Nîmes : comment s’est déroulé le procès de Jeremstar ?

La star des réseaux sociaux a électrisé une foule de jeunes devant le tribunal correctionnel de Nîmes jeudi 2 avril. Retour sur son procès.
© Linda Mansouri. Jeremstar, Nimes, 2 avril..

La cohue. Dès 11h, le phénomène sur les réseaux sociaux enchaine les interviews pour la presse, tout en filmant ses aventures pour une diffusion sur Snapchat. Devant la statue de Nimeño II sur le parvis des arènes, Jeremstar martèle la même conviction : « En 2026, la corrida, la violence et les tortures envers les animaux devant un public n’ont plus leur place. Quand j’entends dire que c’est une tradition, j’en ai ras le bol. Il y a plein d’autres traditions en France qui ne torturent pas les animaux, je pense au 14 Juillet ou à la fête de la musique », confie-t-il à notre micro, avant de rappeler : « l’excision est aussi une tradition ».

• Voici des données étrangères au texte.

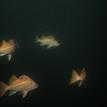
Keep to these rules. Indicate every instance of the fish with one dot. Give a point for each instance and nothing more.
(7, 48)
(75, 77)
(47, 40)
(22, 84)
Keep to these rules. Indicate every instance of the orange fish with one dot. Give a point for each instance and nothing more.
(23, 84)
(7, 48)
(78, 77)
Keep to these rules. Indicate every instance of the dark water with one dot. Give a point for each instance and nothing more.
(78, 25)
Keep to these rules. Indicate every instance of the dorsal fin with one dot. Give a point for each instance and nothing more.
(13, 78)
(75, 77)
(4, 42)
(83, 74)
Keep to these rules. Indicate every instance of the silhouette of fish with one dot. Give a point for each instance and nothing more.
(75, 77)
(23, 84)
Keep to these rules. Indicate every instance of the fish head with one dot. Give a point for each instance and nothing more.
(31, 84)
(34, 85)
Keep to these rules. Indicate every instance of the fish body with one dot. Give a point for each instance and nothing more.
(23, 84)
(48, 41)
(7, 48)
(78, 77)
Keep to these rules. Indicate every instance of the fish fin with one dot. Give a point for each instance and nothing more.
(3, 42)
(12, 79)
(11, 93)
(24, 93)
(75, 77)
(83, 74)
(49, 46)
(9, 57)
(3, 88)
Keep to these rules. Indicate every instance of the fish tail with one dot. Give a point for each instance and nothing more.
(3, 88)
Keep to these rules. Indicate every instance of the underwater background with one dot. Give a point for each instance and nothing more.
(78, 26)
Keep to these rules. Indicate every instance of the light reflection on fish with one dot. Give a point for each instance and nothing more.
(47, 40)
(23, 84)
(7, 48)
(76, 77)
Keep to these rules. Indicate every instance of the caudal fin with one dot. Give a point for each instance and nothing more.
(3, 88)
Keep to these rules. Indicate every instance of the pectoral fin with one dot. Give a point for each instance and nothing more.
(13, 78)
(9, 57)
(24, 93)
(11, 93)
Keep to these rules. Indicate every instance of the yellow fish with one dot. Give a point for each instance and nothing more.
(75, 77)
(47, 40)
(23, 84)
(7, 48)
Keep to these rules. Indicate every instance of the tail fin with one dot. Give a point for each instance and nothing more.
(3, 88)
(75, 77)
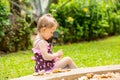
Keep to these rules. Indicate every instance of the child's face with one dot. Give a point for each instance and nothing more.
(47, 33)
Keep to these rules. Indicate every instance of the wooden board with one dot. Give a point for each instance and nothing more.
(73, 74)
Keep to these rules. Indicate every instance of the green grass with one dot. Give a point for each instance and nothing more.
(85, 54)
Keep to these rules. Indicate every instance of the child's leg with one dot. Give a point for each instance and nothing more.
(67, 61)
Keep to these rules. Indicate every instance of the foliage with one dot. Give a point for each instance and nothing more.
(87, 54)
(4, 21)
(87, 19)
(14, 31)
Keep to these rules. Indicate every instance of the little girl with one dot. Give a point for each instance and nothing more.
(45, 59)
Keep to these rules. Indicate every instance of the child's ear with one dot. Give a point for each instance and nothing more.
(43, 29)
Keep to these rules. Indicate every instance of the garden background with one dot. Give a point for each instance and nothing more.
(89, 32)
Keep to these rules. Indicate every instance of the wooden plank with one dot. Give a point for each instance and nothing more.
(73, 74)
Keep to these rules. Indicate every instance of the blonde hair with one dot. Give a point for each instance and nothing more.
(47, 20)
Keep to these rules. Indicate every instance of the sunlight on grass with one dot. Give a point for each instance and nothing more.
(85, 54)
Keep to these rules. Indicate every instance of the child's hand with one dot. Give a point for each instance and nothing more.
(60, 53)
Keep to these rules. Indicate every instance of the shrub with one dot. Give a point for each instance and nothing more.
(87, 20)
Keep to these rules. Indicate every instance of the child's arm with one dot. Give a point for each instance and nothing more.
(44, 52)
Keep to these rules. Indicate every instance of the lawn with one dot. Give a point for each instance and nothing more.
(85, 54)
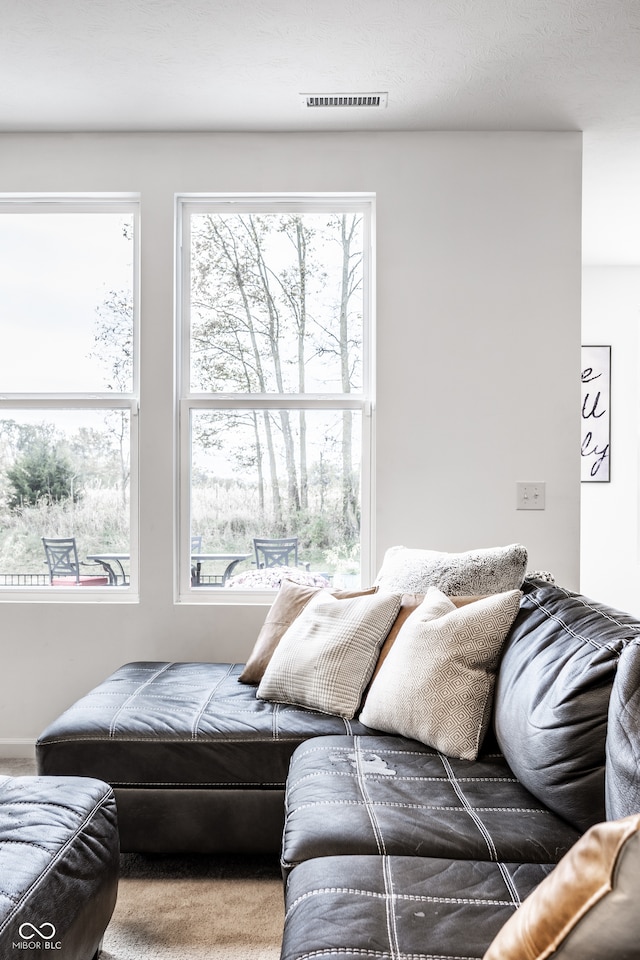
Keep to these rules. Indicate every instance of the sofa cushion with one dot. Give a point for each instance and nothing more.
(59, 862)
(436, 684)
(326, 657)
(552, 697)
(414, 908)
(356, 796)
(162, 725)
(622, 784)
(488, 570)
(586, 907)
(290, 601)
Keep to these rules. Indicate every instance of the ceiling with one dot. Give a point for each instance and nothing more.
(227, 65)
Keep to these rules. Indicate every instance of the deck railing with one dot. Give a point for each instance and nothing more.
(24, 580)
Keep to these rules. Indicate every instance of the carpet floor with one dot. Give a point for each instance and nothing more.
(191, 907)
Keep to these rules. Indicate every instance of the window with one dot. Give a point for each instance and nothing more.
(275, 415)
(68, 391)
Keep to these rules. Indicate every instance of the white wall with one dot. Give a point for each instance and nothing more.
(610, 558)
(478, 300)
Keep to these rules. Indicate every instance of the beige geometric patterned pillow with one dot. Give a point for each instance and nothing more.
(326, 657)
(436, 684)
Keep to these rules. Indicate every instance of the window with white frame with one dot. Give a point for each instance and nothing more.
(275, 417)
(68, 395)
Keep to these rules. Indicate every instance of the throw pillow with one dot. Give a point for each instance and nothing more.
(327, 655)
(476, 572)
(436, 684)
(586, 907)
(290, 601)
(408, 604)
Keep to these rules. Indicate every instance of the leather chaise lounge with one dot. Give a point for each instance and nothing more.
(390, 848)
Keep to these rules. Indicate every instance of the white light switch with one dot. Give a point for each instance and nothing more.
(530, 495)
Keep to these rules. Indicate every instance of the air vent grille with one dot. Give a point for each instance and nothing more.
(344, 99)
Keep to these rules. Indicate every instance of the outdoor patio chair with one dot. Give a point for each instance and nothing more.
(277, 552)
(64, 567)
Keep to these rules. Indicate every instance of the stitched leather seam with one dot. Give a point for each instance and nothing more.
(577, 636)
(463, 808)
(493, 853)
(156, 739)
(377, 832)
(601, 613)
(133, 695)
(59, 853)
(207, 701)
(378, 954)
(509, 883)
(407, 897)
(314, 774)
(392, 928)
(205, 785)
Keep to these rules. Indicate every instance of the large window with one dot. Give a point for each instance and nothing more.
(68, 394)
(275, 373)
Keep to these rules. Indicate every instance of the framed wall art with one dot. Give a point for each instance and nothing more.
(595, 416)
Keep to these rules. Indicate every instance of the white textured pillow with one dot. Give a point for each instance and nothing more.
(476, 572)
(326, 657)
(436, 684)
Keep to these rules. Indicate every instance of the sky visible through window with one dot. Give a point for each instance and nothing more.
(55, 271)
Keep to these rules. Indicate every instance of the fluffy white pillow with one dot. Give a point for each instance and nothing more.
(326, 657)
(474, 573)
(436, 684)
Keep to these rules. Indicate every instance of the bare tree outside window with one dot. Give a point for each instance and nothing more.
(277, 320)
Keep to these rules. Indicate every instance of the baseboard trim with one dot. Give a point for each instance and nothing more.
(17, 748)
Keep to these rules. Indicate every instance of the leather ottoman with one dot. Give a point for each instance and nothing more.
(59, 862)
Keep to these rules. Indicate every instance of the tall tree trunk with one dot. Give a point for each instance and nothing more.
(231, 254)
(285, 421)
(350, 520)
(301, 246)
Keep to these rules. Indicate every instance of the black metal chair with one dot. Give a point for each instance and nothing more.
(196, 547)
(277, 552)
(64, 567)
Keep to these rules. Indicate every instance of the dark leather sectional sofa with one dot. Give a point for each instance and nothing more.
(389, 848)
(59, 862)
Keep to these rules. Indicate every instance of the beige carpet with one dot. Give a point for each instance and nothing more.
(192, 908)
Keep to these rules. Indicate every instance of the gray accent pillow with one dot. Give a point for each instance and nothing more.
(326, 657)
(436, 684)
(476, 572)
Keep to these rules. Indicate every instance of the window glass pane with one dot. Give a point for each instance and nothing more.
(272, 474)
(66, 302)
(276, 302)
(63, 473)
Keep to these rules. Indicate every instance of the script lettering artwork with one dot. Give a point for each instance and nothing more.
(595, 414)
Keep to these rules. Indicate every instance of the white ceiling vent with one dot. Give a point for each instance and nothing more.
(344, 99)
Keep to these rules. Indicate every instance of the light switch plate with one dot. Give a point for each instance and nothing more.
(530, 495)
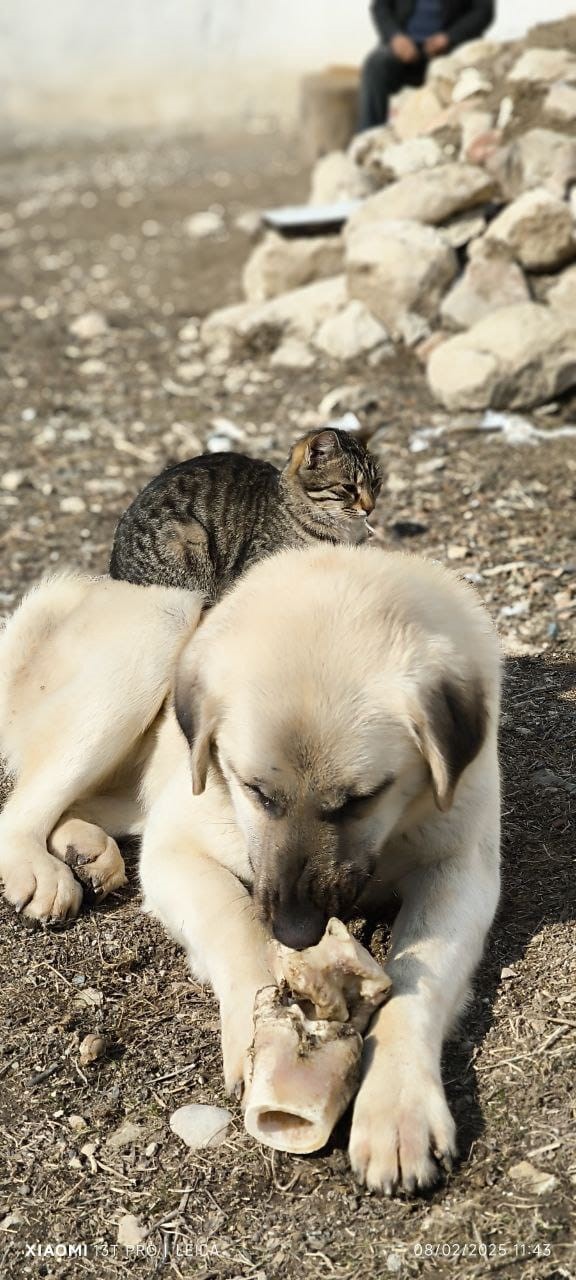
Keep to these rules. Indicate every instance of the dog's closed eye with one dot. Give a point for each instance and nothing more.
(355, 807)
(270, 804)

Jeremstar a dû enlever son t-shirt pendant le procès, Nîmes, jeudi 2 avril. Photo : Linda Mansouri

« L’excision est aussi une tradition »

Pour rappel, lors d’une corrida en septembre 2025, dans les arènes de Nîmes, soutenu par Peta, Jeremstar a fait irruption sur la piste en brandissant une pancarte affichant « F*ck la corrida ». L’influenceur a été rapidement plaqué au sol par les services de sécurité avant d’être amené vers la sortie des arènes. Une action qui le conduit devant la justice, jeudi 2 avril. Aux alentours de 13h, une foule dense de jeunes s’agglutine devant le tribunal, smarphone à la main. Plusieurs associations anti-corrida dégainent leurs drapeaux, avant l’arrivée de Rémi Gaillard, fervent activiste pour la cause animale, qui a tenu à assister au procès en soutien.

Jeremstar à l’issue de son procès, devant le tribunal de Nîmes, aux alentours de 16h30. Photo : Linda Mansouri

Un an d’emprisonnement et 15 000 euros d’amende

Aux côtés de deux autres prévenus (deux étant absents à l’audience), Jeremstar a comparu devant le tribunal correctionnel de Nîmes en raison de leur « entrée sur une aire de compétition d’une enceinte sportive troublant le déroulement de la compétition », infraction prévue par le code du sport, passible d’un an d’emprisonnement et de 15 000 euros d’amende. Pour des raisons de neutralité et avant de commencer les échanges, Jeremstar a dû retirer son tee-shirt portant l’inscription. Place aux arguments de l’influenceur : « Torturer des taureaux est un crime » ; « La corrida n’a pas été interrompue, le taureau était déjà mort », lorsque Jeremstar a fait irruption sur la piste. Ce dernier ne « regrette absolument pas mon acte, j’en suis fier. Le but était de dénoncer cet acte barbare, suivi par des gens avides de sang ».

CRAC Europe était présent avant pendant le procès de Jeremstar à Nîmes. Photo : Linda Mansouri

Corrida, une manifestation sportive ?

Me Guillaume Barnier, avocat de la société Casas and Co, délégataire des arènes et partie civile, chiffre le préjudice économique et d’image à près de 6 700 euros et réclame 3 000 euros au titre des frais de justice. L’avocat insiste sur la qualification d’« enceinte sportive », invoquant notamment la tenue d’événements sportifs internationaux dans les arènes (le tournoi de tennis Bastide UTS débute ce jour, ndlr), et le classement mondial des toreros. Même son de cloche du côté du procureur, selon qui les éléments constitutifs de l’infraction sont réunis. Ce dernier considère que la corrida revêt une dimension de compétition sportive, en raison de la présence d’adversaires et d’une organisation sécurisée. Il requiert des amendes de 5 000 à 6 000 euros ainsi qu’une interdiction de paraître dans les arènes de Nîmes.

Le jugement rendu le 9 juin prochain à 13h30

Les avocats de la défense réclament la relaxe. « La corrida n’est pas une manifestation sportive », assure Me Chris Baptiste. Selon lui, l’événement accueilli dans les arènes doit permettre de les qualifier, « tantôt une enceinte sportive, tantôt un lieu de spectacle. Dans quelques semaines, un concert s’y tiendra. Le considérera-t-on comme une manifestation sportive ? ». Me Chris Baptiste va plus loin dans sa plaidoirie : « Si vous reconnaissez que la corrida est un sport, alors elle ne peut plus être considérée comme une tradition locale ininterrompue (pouvant être invoquée aux fins d’autoriser légalement la corrida, ndlr) ». Le jugement sera rendu le 9 juin prochain à 13h30.